On the subject of what they address, I have thoughts and many doubts.
> Integrating AI where it’s most meaningful, with craft and focus
Just don't, bro. Don't do it. I don't want copilot icons in all the system apps. None.
> More taskbar customization, including vertical and top positions
This feels like it's too little, too late. They redesigned the UI in yet another toolkit and in the process broke something had worked for decades. Perhaps they could add a 147th different UI toolkit with a different look instead, just to change things up.
> Reducing disruption from Windows Updates
Would be welcome, but I have my doubts. MS has shown clearly they don't care.
> Faster and more dependable File Explorer
See comment on task bar above.
> More control over widgets and feed experiences
Get out of it. If I see one more stock ticker on a screen share from someone I know does NOT track the stock market I'll know you for the lying liars you are. Don't promise "more control" just stop being so invasive and annoying.
On the subjects they didn't address, I have feedback:
- Remove advertising from the start menu, the system, apps, everywhere. Just remove it forever.
- Remove invasive telemetry. Again, forever.
- Respect user choice.
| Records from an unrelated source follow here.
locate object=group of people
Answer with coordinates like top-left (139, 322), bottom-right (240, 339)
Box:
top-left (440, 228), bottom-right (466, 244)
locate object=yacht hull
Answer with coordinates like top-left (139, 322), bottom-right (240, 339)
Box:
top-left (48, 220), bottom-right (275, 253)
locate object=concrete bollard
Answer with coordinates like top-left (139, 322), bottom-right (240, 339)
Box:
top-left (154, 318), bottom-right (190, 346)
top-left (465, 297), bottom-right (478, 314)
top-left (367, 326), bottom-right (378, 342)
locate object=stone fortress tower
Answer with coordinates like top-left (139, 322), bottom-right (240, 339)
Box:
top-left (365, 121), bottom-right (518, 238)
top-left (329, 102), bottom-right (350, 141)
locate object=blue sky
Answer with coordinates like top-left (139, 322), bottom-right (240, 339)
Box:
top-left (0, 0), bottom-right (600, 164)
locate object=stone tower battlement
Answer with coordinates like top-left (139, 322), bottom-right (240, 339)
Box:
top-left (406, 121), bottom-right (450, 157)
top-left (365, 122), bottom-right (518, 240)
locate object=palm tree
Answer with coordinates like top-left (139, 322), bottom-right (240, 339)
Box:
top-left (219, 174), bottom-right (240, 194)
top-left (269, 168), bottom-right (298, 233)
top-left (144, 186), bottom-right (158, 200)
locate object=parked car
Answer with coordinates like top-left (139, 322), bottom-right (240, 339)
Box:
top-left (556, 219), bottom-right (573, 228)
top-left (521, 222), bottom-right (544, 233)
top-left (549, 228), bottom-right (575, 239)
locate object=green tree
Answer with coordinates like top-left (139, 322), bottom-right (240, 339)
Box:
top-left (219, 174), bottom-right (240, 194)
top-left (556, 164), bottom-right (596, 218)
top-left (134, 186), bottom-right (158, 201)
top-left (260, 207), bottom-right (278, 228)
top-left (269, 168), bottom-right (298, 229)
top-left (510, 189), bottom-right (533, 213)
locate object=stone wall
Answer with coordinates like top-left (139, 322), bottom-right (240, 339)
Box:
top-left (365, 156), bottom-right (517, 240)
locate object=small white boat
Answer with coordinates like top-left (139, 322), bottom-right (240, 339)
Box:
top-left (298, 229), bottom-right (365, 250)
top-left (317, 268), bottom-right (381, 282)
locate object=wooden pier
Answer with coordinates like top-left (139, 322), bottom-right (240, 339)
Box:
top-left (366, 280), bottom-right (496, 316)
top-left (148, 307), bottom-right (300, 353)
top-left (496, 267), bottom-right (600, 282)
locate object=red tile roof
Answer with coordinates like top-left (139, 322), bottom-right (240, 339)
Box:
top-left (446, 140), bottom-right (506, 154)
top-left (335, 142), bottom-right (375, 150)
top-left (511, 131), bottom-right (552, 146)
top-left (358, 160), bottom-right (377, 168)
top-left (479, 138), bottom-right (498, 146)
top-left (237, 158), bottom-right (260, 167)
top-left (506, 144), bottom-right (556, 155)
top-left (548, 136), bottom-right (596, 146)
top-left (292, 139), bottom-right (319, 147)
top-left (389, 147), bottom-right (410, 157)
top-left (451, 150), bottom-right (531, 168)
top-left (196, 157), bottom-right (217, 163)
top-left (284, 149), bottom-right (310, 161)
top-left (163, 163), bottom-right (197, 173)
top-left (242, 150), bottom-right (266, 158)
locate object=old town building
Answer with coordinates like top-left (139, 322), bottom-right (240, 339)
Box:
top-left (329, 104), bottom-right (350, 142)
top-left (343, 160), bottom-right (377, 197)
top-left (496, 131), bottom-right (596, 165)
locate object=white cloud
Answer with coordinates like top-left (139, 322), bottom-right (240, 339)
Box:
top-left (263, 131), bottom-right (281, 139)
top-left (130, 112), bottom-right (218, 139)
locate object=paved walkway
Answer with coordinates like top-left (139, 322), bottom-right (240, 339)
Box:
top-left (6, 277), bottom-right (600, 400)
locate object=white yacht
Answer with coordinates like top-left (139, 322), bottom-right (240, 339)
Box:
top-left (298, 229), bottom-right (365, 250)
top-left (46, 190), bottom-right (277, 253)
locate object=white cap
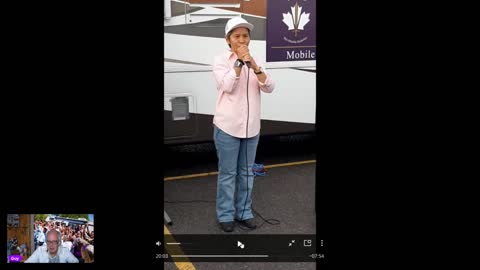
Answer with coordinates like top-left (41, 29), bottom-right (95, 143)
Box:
top-left (225, 17), bottom-right (253, 36)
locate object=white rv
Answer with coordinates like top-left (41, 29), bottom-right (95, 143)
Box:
top-left (164, 0), bottom-right (316, 144)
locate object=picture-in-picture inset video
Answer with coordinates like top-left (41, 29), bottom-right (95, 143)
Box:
top-left (7, 214), bottom-right (95, 263)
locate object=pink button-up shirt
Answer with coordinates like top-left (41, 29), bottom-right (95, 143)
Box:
top-left (213, 51), bottom-right (275, 138)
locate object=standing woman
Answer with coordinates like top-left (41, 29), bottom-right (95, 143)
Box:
top-left (213, 17), bottom-right (274, 232)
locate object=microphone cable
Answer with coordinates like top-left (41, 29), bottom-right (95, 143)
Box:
top-left (238, 61), bottom-right (280, 231)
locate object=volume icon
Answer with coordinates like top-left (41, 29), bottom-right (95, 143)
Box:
top-left (237, 241), bottom-right (245, 249)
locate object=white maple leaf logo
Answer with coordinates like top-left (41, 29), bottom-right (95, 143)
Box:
top-left (282, 2), bottom-right (310, 36)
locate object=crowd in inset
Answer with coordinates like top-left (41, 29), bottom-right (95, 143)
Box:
top-left (34, 220), bottom-right (94, 263)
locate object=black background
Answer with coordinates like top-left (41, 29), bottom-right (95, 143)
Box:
top-left (0, 1), bottom-right (468, 269)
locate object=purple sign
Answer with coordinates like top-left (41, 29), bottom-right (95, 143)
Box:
top-left (8, 255), bottom-right (22, 263)
top-left (267, 0), bottom-right (317, 62)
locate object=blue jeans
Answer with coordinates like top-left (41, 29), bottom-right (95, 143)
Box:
top-left (213, 126), bottom-right (259, 222)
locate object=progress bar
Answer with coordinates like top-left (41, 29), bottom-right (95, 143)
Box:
top-left (171, 255), bottom-right (268, 258)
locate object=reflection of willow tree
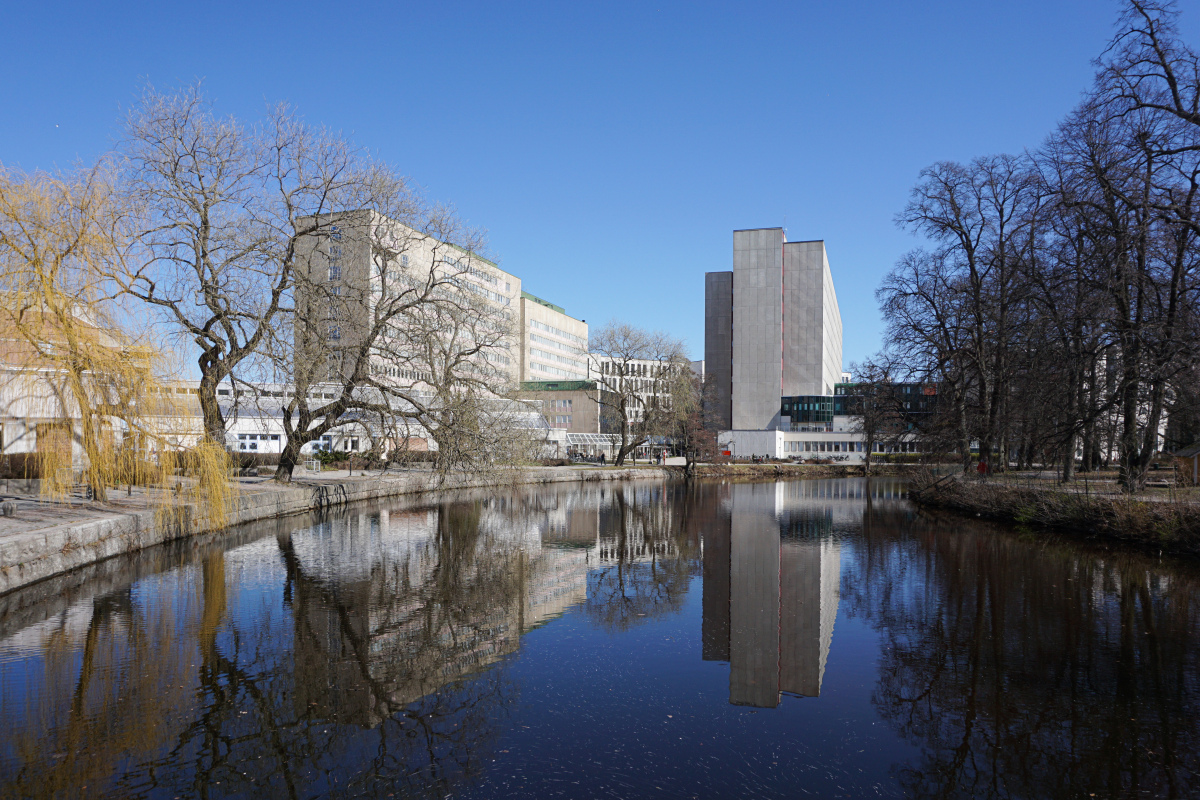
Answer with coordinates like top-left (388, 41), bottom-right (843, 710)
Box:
top-left (0, 566), bottom-right (201, 798)
top-left (0, 505), bottom-right (526, 798)
top-left (841, 511), bottom-right (1200, 798)
top-left (587, 486), bottom-right (703, 631)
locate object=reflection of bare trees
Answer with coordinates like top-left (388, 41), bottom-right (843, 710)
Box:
top-left (842, 511), bottom-right (1200, 798)
top-left (0, 503), bottom-right (544, 798)
top-left (587, 486), bottom-right (700, 631)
Stop trying to force things to open in Edge, ignoring my default browser. I am a Firefox/Zen user, keep a single (other) chromium-based browser around for sites that don't work right (another rant for another time), and try not to touch Edge if I can help it.
- Stop turning the bundled native apps into crappy web apps. "New Outlook" is a real tire fire.
- Make the default Edge page ANYTHING but the advertising and nasty "news" summary that shows up. Why not a simple search page, like when Google was new.
- Stop making start menu searches return web results instead of local apps
- Make start menu searching actually search in a useful way. Why does QGIS not show up when I type GIS? Because it doesn't start with Q? That's garbage. Make it work how users would expect it to work.
- Let people say no, fully and completely, to OneDrive. You can make adding it later easy at user discretion, but don't ask to set it up automatically. Don't use fear mongering like "your files are not backed up" to try to trick people into signing up for it.
- Local accounts should be easy, not a nasty workaround with a moving target for instructions.
Can I change it's color, too? Amazing! /s
Microsoft appears completely bereft of creativity and innovation now.